AN AMERICAN PICKLE : deux Seth Rogen pour le prix d’un
En 1919, un juif d’Europe de l’Est nommé Herschel Greenbaum fuit les persécutions religieuses en immigrant aux Etats-Unis avec sa femme. À New York, il se lance à la poursuite du rêve américain et devient ouvrier, dans une usine qui fabrique des pickles. Manque de bol, il fait une chute dans une cuve de cornichons, et la boîte pour qui il travaille ferme ses portes. Heureusement pour lui, sa conservation est garantie par la saumure, et le voilà qui se réveille un siècle plus tard dans la même ville, sans avoir vieilli. Bien sûr, il est totalement déconcerté par l’époque qu’il découvre, et le seul membre de sa famille encore vivant et apte à lui faire faire ses premiers pas dans le monde moderne n’est autre que son arrière-petit-fils, Ben Greenbaum.
Mais au-delà de ce synopsis délicieusement absurde, ce qui fait le sel comique de AN AMERICAN PICKLE (2020), c’est que les deux personnages sont incarnés par le même acteur : Seth Rogen. Le film de Brandon Trost repose entièrement sur l’abattage de l’acteur canadien, très crédible pour parler – et s’embrouiller – avec lui-même. Car AN AMERICAN PICKLE joue évidemment sur l’opposition entre ces deux personnages que tout oppose : immigré pauvre, croyant et sanguin, Herschel a bien du mal à comprendre sa descendance, puisque Ben est un geek qui développe des applications, mais aussi un athée solitaire et doux comme un agneau (il a les mêmes préoccupations éthiques que tout hipster de Brooklyn). Malgré l’ampleur de ce choc culturel, notre duo va devoir apprendre à cohabiter afin que Ben puisse renouer avec ses racines familiales, et que Herschel comprenne le monde dans lequel il vit. Avec une bonne dose d’humour juif, le film se moque aussi par la même occasion des tares de notre époque, sans virer dans le moralisme réac.

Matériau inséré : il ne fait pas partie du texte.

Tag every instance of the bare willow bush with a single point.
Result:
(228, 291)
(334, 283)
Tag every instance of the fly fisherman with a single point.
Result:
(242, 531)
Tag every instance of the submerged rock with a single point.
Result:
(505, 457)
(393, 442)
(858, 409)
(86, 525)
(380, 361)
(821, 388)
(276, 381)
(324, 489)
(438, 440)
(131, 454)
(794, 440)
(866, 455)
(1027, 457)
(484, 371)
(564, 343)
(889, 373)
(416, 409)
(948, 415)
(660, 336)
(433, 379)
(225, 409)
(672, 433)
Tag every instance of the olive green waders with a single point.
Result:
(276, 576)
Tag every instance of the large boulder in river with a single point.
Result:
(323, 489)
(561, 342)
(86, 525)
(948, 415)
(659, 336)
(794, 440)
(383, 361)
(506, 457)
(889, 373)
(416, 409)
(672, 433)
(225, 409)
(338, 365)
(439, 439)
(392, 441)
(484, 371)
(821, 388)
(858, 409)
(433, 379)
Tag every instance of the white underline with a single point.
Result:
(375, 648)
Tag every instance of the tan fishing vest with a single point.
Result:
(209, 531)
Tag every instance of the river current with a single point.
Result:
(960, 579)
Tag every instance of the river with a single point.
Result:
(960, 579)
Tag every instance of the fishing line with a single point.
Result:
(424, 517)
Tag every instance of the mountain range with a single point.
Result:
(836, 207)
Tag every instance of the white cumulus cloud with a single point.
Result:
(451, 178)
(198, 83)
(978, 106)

Sarah Snook (de la série SUCCESSION sur OCS) a bien un petit rôle dans AN AMERICAN PICKLE, mais le film de Brandon Trost est quasiment un seul en scène pour le talent comique de Seth Rogen. Ce dernier fait à nouveau équipe avec Brandon Trost, directeur de la photographie avec qui il a déjà travaillé à de nombreuses reprises, et qui enfile pour la première fois la casquette de réalisateur. Ce duo est en fait un trio, puisqu’Evan Goldberg est l’un des producteurs du film, et qu’on le retrouvait déjà derrière les projets précédents de Rogen et Trost. Les trois ont d’abord été à l’œuvre sur la comédie apocalyptique C’EST LA FIN (2013), première coréalisation entre Evan Goldberg et Seth Rogen, et joli succès au box-office américain. Mais ils feront encore mieux l’année suivante avec NOS PIRES VOISINS (Nicholas Stoller), où Rogen donne la réplique à Zac Efron.
Passons sur le flop controversé L’INTERVIEW QUI TUE ! (2015), la deuxième réalisation de Goldberg et Rogen, sur le film de Noël THE NIGHT BEFORE (Jonathan Levine, 2016) et sur la suite NOS PIRES VOISINS 2 (Nicholas Stoller, 2016) pour évoquer plutôt la dernière grande réussite du trio avant AN AMERICAN PICKLE : THE DISASTER ARTIST (2017). Seth Rogen y retrouve aussi son grand pote et collaborateur James Franco, réalisateur et rôle principal de cette comédie nommée aux Oscars et aux Golden Globes. Si Franco est depuis tombé en disgrâce, Rogen, Trost et Goldberg ont eu la bonne idée de travailler pour la première fois avec l’excellent humoriste du SNL Simon Rich sur AN AMERICAN PICKLE. Le film est adapté d’une de ses nouvelles, et c’est lui qui en signe le scénario. En espérant que cette première expérience réussie avec cette figure montante de la télévision américaine en appellera d’autres.